The three experimental steels show distinct fracture behaviors in stress corrosion cracking, which are closely linked to the surface pitting morphology. Steel A and Steel B form large, shallow pits in corrosive environments. During corrosion, the shallower pits promote the diffusion of hydrogen in the solution, resulting in a lower local hydrogen concentration. External anions migrate into the pits and react with metal ions, forming compounds that accumulate on the pit surface. These compounds hinder hydrogen diffusion into the metal, enhancing resistance to hydrogen embrittlement [29]. When cracks begin to form, the pearlitic lamellar structure, which aligns along the drawing direction after cold drawing, results in pits perpendicular to this direction. As the cracks propagate, they must gradually cross the pearlitic layers. Steel B not only has smaller pearlite interlamellar spacing, enhancing its corrosion resistance, but its higher strength also improves local stress stability, resulting in the best resistance to stress corrosion cracking with a failure time of 3.81 h.

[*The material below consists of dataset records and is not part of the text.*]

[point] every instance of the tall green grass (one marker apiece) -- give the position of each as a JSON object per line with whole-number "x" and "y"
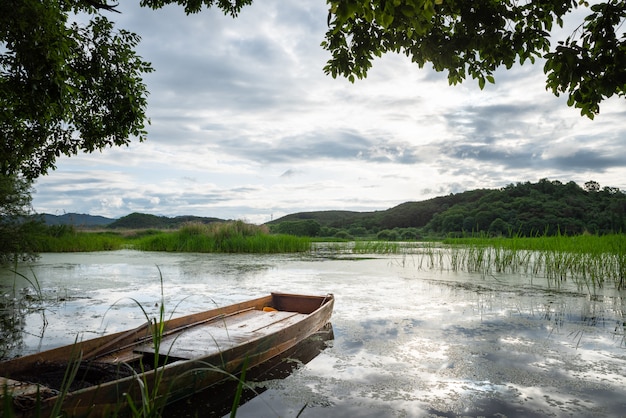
{"x": 588, "y": 260}
{"x": 71, "y": 240}
{"x": 227, "y": 237}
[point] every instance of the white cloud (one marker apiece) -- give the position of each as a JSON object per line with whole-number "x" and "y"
{"x": 246, "y": 125}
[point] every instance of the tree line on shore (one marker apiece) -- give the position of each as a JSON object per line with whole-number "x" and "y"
{"x": 523, "y": 209}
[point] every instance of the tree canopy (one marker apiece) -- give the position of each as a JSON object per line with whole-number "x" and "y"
{"x": 68, "y": 87}
{"x": 474, "y": 38}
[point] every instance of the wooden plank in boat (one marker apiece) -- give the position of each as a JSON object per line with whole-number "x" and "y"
{"x": 209, "y": 339}
{"x": 17, "y": 388}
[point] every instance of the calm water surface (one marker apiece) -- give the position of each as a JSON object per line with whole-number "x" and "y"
{"x": 408, "y": 342}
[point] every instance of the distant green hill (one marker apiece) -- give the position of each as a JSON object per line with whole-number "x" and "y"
{"x": 76, "y": 219}
{"x": 145, "y": 221}
{"x": 545, "y": 207}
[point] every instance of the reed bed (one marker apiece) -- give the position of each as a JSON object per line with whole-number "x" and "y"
{"x": 227, "y": 237}
{"x": 79, "y": 241}
{"x": 588, "y": 260}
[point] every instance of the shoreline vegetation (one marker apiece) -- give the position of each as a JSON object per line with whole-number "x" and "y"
{"x": 591, "y": 261}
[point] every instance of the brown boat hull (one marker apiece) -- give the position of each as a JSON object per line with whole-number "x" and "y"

Zhang et al. [30] found that, in their study of the influence of currents on stress corrosion cracking mechanisms in bridge cable steel, hydrogen embrittlement results in a relatively flat surface on the steel cables. However, when anodic dissolution predominates, corrosion pits form on the steel cable surface. Another study also suggests that hydrogen embrittlement is caused by the formation of surface microcracks, where hydrogen accumulates at the crack tips, promoting crack propagation [31]. Steel C, with its smallest pearlite interlamellar spacing and higher surface residual stress, enhances corrosion resistance, leading to localized pitting. However, after microcrack formation, the smaller pearlite interlamellar spacing increases the ferrite–cementite interface area, accelerating hydrogen diffusion and significantly reducing the time to stress corrosion failure. Additionally, Steel C has the highest <110> texture content, resulting in the greatest phase anisotropy. Under applied stress and hydrogen, cracks are more likely to propagate along the texture direction, resulting in the formation of cleavage fracture surfaces.

4. Conclusions

This study systematically investigated the microstructure, mechanical properties, and stress corrosion cracking (SCC) behavior of prestressed steel wires with different strength levels. The main conclusions are as follows:

(1)

Steel C has the highest tensile strength at 2303 MPa, followed by Steel B at 2100 MPa, and Steel A with the lowest tensile strength at 1830 MPa. The strength difference is primarily attributed to the boundary strengthening effect.

(2)

The stress corrosion sensitivity follows the order: Steel B < Steel A < Steel C. The stress corrosion cracking mechanisms for the lower strength Steels A and B are anodic dissolution, while Steel C, with higher strength, exhibits hydrogen embrittlement.

(3)

Although Steel C has the smallest pearlite interlamellar spacing and exhibits good corrosion resistance, its stress corrosion failure time is the shortest due to hydrogen embrittlement.

(4)

Compared to Steel A, Steel B not only has smaller pearlite interlamellar spacing, enhancing its corrosion resistance, but its higher strength also improves local stress stability, resulting in the best resistance to stress corrosion cracking with a failure time of 3.81 h.